Kinmont Willie Armstrong is a good example.  The Ballad of Kinmont Willie concerns his escape from Carlisle Castle in the 1590's.  But the same incident is pretty well recorded in contemporary documents and the differences between the historical account and the mythological account are..erm...pronounced, to say the least.

Regards,

Peter


----------



## River Boy (Jul 13, 2010)

I'm glad we agree on many points; I've spoken to too many anti-folklorists and the wikipedia page on Robin Hood used to state that he never existed as if it was accepted fact. You're definitely right that the stories 'scratch the same itch', I think perhaps we underestimate our respect for heroism even though the modern world doesn't really make way for that kind of hero.

To be honest I wasn't familiar with Kinmont Willie, which has made me realise that for some reason my interest in history seems to end around the 1400s. Perhaps that's something I should work at changing, as it's clearly an interesting story and I'll see if I can get hold of the ballad.


----------



## Anne Lyle (Jul 23, 2010)

Peter Graham said:


> The Wakefield Pipe Rolls (legal documents which I think also go back to Edward Longshanks) refer to a "Robert Hodde" who held land in the area, although I do wonder whether "Robin Hood" was actually a fairly common name in those times.

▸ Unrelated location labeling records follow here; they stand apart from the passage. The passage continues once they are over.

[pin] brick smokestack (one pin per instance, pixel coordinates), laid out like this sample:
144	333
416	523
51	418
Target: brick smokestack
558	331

My specialist period is 16th century, but given that approx 5% of the male population in Elizabethan times were called Robert (20+% were named John!) and the name had been around since the conquest, I should think there were a fair few Robert "Robin" Hoods in medieval England!

There's also a surname Robinhood, prevalent in (IIRC) Sussex, but that
came later, probably from men who habitually played him in village pageants.


----------



## paranoid marvin (Jul 31, 2010)

I doubt there ever was a Robin who did anything like what was proposed he did ; but outlaws getting one over on the local authorities - and maybe handing out a few coins to locals in order that they werent betrayed - are far more likely. It is unsurprising that peasants would have looked up to these men (and women) who stood up against their (usually) overbearing masters.


----------



## River Boy (Jul 31, 2010)

paranoid marvin said:


> I doubt there ever was a Robin who did anything like what was proposed he did ; but outlaws getting one over on the local authorities - and maybe handing out a few coins to locals in order that they werent betrayed - are far more likely. It is unsurprising that peasants would have looked up to these men (and women) who stood up against their (usually) overbearing masters.


 
Yes but Robin Hood in particular has been embraced as England's most loved folk hero, there has to be an underlying reason further to whatever reality was in place, which could be exactly as you say.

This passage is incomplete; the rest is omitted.